25. Reverse Nodes in k-Group***

25. Reverse Nodes in k-Group***

https://leetcode.com/problems/reverse-nodes-in-k-group/

題目描述

Given a linked list, reverse the nodes of a linked list k at a time and return its modified list.

k is a positive integer and is less than or equal to the length of the linked list.
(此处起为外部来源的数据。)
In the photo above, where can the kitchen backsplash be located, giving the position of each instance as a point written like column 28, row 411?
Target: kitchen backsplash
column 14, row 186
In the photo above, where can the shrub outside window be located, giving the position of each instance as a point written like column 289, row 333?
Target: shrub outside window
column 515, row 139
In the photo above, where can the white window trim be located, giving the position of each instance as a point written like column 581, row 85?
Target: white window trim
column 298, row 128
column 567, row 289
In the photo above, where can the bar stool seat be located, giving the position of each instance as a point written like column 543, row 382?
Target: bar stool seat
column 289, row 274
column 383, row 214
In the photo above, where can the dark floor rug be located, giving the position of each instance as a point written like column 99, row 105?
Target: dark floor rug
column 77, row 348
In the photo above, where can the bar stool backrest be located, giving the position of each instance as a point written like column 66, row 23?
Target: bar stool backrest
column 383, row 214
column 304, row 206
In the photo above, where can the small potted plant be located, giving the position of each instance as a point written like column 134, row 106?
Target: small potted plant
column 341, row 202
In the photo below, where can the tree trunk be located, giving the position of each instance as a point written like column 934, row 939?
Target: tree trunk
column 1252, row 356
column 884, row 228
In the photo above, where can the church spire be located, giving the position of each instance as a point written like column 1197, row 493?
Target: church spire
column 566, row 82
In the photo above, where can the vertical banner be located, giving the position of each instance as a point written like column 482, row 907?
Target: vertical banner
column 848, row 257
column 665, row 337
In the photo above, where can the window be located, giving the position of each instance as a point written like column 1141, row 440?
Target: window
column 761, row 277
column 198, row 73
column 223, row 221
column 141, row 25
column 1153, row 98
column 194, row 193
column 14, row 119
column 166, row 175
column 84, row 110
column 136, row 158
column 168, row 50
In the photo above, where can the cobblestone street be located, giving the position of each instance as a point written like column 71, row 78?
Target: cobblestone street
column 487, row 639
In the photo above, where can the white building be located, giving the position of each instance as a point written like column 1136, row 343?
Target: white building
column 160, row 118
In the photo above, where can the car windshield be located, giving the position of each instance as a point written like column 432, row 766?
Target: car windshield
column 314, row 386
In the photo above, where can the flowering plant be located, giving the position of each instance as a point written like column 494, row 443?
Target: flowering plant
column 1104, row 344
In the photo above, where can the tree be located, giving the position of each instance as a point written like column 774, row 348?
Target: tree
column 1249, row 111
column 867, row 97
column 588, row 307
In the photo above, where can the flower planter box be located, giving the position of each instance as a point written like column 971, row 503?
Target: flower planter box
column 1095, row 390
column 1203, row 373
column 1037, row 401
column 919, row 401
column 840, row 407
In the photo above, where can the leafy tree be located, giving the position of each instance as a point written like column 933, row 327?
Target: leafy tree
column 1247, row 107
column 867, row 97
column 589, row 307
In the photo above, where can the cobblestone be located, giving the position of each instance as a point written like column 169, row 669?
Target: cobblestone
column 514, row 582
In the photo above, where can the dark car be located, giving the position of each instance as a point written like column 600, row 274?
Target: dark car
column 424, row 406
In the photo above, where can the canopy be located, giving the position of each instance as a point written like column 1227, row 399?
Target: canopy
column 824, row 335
If the number of nodes is not a multiple of k then left-out nodes in the end should remain as it is.

Example:

Given this linked list: 1->2->3->4->5

For k = 2, you should return: 2->1->4->3->5

For k = 3, you should return: 3->2->1->4->5

Note:

• Only constant extra memory is allowed.
• You may not alter the values in the list’s nodes, only nodes itself may be changed.

C++ 實現 1

迭代的方法. reverse 的方法不多說, 將 [head, end) 範圍內的節點進行翻轉. 再來看迭代的過程, 當寫好了 reverse 函數, 之後就是確認各個大小爲 k 的 Group, 用 n 來計數在 [head, tail] 範圍內的節點的個數. (這段代碼中 if (n == k) break; 放在哪裏需要斟酌, 要想清楚). 當 while 結束時, 需要判斷 n 是否等於 k, 以便確認 [head, tail] 這個 Group 的節點個數是否達到 k. 如果是的話, 那麼就需要翻轉 [head, tail->next) 範圍內的節點. 否則就不用翻轉. 之後更新 p 以及 head 也非常關鍵; 如果這個 Group 翻轉了, 此時 head 將指向這個 Group 的最後一個節點, 因此, 此時 p 和 head 應該分別指向 head 以及 head->next.

class Solution {
private:
    ListNode* reverse(ListNode *head, ListNode *end) {
        auto prev = end;
        while (head != end) {
            auto tmp = head->next;
            head->next = prev;
            prev = head;
            head = tmp;
        }
        return prev;
    }
public:
    ListNode* reverseKGroup(ListNode* head, int k) {
        ListNode *dummy = new ListNode(0);
        auto p = dummy;
        while (head) {
            auto tail = head;
            int n = 1;
            // 統計在 [head, tail] 範圍內節點的個數
            while (tail->next) {
                if (n == k) break;
                ++ n;
                tail = tail->next;
            }
            if (n == k) p->next = reverse(head, tail->next);
            else p->next = head;
            p = head;
            head = head->next;
        }
        return dummy->next;
    }
};

C++ 實現 2

使用遞歸的方法. reverse 方法和 C++ 實現 1 相同. 下面代碼中, 翻轉 [head, tail) 內的節點.

class Solution {
private:
    ListNode* reverse(ListNode *head, ListNode *end) {
        auto prev = end;
        while (head != end) {
            auto tmp = head->next;
            head->next = prev;
            prev = head;
            head = tmp;
        }
        return prev;
    }
public:
    ListNode* reverseKGroup(ListNode* head, int k) {
        if (!head || !head->next) return head;
        auto tail = head;
        for (int i = 0; i < k; ++ i) {
            if (!tail) return head; // 如果 Group 大小不夠 k, 那麼直接退出.
            tail = tail->next;
        }
        auto newhead = reverse(head, tail); // 翻轉後, head 爲當前 Group 的最後一個節點
        head->next = reverseKGroup(tail, k);
        return newhead;
    }
};

C++ 實現 3

如果忽視題目中關於額外空間的限制, 直接用 Stack …

class Solution {
public:
    ListNode* reverseKGroup(ListNode* head, int k) {
        if (!head)
            return nullptr;

        stack<ListNode*> Stack;
        auto end = head;
        for (int i = 0; i < k; ++i) {
            if (!end)
                return head;
            Stack.push(end);
            end = end->next;
        }

        auto post = end;
        ListNode *dummy = new ListNode(0);
        auto path = dummy;
        while (!Stack.empty()) {
            path->next = Stack.top();
            Stack.pop();
            path = path->next;
        }
        path->next = reverseKGroup(post, k);
        ListNode *res = dummy->next;
        delete dummy;
        return res;
    }
};